Sotheby’s will offer the Donnersmarck Diamonds, once owned by La Païva, one of the most famous 19th-century courtesans in Paris, at its Magnificent and Noble Jewels auction in Geneva next month.
With a pre-sale estimate of $9 million (CHF 8.8 million) to $14 million (CHF 13.7 million), the pair of fancy intense yellow diamonds consists of a cushion-shaped diamond weighing 102.54 carats, and a pear-shaped, 82.47-carat diamond. The stones will be offered as a single lot at the sale taking place at the Mandarin Oriental on November 15, the auction house said.
The diamonds’ one-time owner La Païva, Countess Henckel von Donnersmarck, rose from modest circumstances in her native Russia to the European aristocracy. Born Esther Lachmann in 1819, she arrived in Paris at age 18 and was introduced to cultural and artistic circles by her lover, composer and pianist, Henri Herz.
In the late 1840s, she met the Portuguese Marquis Albino Francisco de Araújo de Païva. After their marriage in 1851, which lasted only one day, she became known as La Païva. She met Count Guido Henckel von Donnersmarck, a Prussian industrialist and mining magnate, shortly afterward. Their relationship was the talk of Paris high society and they were married in 1871.

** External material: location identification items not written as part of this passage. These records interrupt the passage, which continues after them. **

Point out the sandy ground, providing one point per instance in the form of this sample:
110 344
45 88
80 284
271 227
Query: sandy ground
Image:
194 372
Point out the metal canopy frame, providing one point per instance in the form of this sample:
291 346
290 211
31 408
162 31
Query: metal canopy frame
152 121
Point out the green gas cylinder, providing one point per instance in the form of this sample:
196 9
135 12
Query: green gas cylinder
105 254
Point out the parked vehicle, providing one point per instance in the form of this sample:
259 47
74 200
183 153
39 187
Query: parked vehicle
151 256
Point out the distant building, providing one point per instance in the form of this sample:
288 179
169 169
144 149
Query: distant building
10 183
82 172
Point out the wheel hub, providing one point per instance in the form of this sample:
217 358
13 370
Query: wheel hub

In 1855, La Païva purchased a plot on the Champs Elysées: L’Hôtel de La Païva became one of the most lavish mansions ever built on the avenue. Among its features is a central staircase made of Algerian yellow marble, which matched the yellow of the Donnersmarck diamonds.
“These stunning diamonds carry with them a fascinating story, full of romance and determination over adversity, which could have inspired some of the greatest novels and operas,” said David Bennett, chairman of Sotheby’s international jewelry division.
The diamonds were the top lot at Sotheby’s first Noble Jewels auction in 2007, when the pear-shaped stone sold for $4.7 million (CHF 5.7 million) and the cushion-shape diamond sold for $3.3 million (CHF 3.9 million), both above their pre-sale estimates at the time. The diamonds are now part of a private collection.
“Jewels of royal and aristocratic provenance carry with them a special sense of history and these are no exception,” Bennett said.